The Talk of the Brain
All these brain systems would not exist if there were not a biological process in place that allowed for neurons to grow, communicate, and adapt.
Laura Lillien, associate professor of neurobiology, is examining the mechanisms that regulate cell proliferation, fate determination, and migration in the cerebral cortex—in English, how central nervous system cells are born, how they come to specialize in their tasks, and how they get to their final place in the brain.
During an individual’s embryonic stage, much of what determines whether a neural cell will become a neuron responsible for signaling, or a supporting glial cell, is its exposure to environmental factors, including proteins that determine the cell’s role and its position in the central nervous system. Lillien’s lab is working to define the molecular basis of differences in neural stem cells.
Meanwhile, Stephen Meriney, associate professor of neuroscience, is studying mechanisms that control synaptic plasticity in the nervous system. The research in his lab is giving scientists a greater understanding of what happens inside a nerve terminal that leads to synaptic transmission—one nerve talking to another.
Researchers in the lab of Karl Kandler, assistant professor of neurobiology, take the process a step further by focusing on how neuronal circuits are established and modified during brain development. Neuronal activity—hearing a sound or learning language—during the early stages of life is necessary for the brain to form neural networks. These networks allow us to have normal vision, hearing, and movement. Kandler’s work may help shed light on what problems can occur in this process and when they might happen during development.
The Mind-Body Connection
Behavior and physical health are interconnected at nearly every level. During the past 30 years Pitt has established its reputation as the premier research center for mind-body connections through the Pittsburgh Mind-Body Center, a joint Pitt-Carnegie Mellon program led by Karen A. Matthews.

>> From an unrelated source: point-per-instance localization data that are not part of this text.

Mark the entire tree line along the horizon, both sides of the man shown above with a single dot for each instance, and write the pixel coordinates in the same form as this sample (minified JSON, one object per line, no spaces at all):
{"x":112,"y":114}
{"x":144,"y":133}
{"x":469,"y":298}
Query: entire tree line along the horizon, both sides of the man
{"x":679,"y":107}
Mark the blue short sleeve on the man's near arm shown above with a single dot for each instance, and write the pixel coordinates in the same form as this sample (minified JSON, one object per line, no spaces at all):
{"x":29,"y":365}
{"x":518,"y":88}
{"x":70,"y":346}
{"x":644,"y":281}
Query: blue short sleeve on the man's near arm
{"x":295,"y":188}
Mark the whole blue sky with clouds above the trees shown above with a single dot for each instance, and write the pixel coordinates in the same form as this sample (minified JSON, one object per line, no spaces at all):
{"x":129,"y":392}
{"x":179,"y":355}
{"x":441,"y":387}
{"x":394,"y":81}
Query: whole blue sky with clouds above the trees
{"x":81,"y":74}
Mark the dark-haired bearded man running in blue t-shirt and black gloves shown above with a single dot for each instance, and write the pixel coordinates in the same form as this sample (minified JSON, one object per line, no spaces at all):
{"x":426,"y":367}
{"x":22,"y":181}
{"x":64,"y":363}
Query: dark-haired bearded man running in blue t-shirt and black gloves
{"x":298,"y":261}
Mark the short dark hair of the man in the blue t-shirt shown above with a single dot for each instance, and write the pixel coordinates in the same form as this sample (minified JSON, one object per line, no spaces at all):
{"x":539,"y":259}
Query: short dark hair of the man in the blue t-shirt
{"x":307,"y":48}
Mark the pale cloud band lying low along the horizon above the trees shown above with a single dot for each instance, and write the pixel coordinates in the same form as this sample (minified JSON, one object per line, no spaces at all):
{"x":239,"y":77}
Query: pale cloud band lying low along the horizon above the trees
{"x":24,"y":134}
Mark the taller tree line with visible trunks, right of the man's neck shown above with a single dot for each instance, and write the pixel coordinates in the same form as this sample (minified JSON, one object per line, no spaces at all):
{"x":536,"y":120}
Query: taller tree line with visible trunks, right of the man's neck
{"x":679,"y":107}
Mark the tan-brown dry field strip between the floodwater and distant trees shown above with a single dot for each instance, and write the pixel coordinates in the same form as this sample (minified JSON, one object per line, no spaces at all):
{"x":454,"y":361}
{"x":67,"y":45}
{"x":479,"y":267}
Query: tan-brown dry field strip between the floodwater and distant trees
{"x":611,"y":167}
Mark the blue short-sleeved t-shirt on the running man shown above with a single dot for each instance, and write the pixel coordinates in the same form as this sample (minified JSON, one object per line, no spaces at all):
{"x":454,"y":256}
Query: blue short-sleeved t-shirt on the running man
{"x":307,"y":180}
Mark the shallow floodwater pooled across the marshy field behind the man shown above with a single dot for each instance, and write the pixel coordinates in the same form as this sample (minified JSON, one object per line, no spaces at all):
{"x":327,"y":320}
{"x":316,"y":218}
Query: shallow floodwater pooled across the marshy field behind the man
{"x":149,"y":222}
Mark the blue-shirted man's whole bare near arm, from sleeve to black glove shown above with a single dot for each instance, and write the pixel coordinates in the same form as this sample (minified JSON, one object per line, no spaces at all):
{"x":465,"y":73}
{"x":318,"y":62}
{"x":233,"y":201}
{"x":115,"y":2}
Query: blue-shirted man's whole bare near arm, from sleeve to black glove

Research at the center includes studying the effects of mild, everyday stresses—such as having too much work to do in the allotted time, and preparing and giving a speech—on risk for a heart attack. One lab is looking into the effects of everyday stresses on long-term health, including identifying the neural systems involved in stress response and understanding how changes in those systems affect the physiological systems, such as behavior, neuroendocrine function, cardiovascular function, and glucose tolerance. The experiments are closing in on identifying the physiological traits that leave some people more vulnerable to affective disorders than others.
In another area under this umbrella, Anna Marsland, assistant professor of psychology, conducted a groundbreaking study using the hepatitis B vaccination to look at the role of neuroticism, or negative affect, in immune response. She found people with this trait—people who are moody, nervous, and easily stressed—had a lower immune system response to the vaccine, providing a vital link between a personality trait and an objective health measure. This raises the possibility that people with certain personalities may have less protective immune responses.
The Big Questions
The University, naturally, has no designs on slowing down. The NIH and other funding institutions have noticed the exceptional research fostered in such a collaborative atmosphere, sending tens of millions of dollars to Pitt each year.
“Good science doesn’t happen in isolation,” says Strick. “Our critical mass and collaborative spirit are letting us study the big issues—what is the neural basis of consciousness, of memory? What’s the basis of reading and language acquisition? This is a place where people can ask the really big questions.”
And very often, their asking leads to big answers.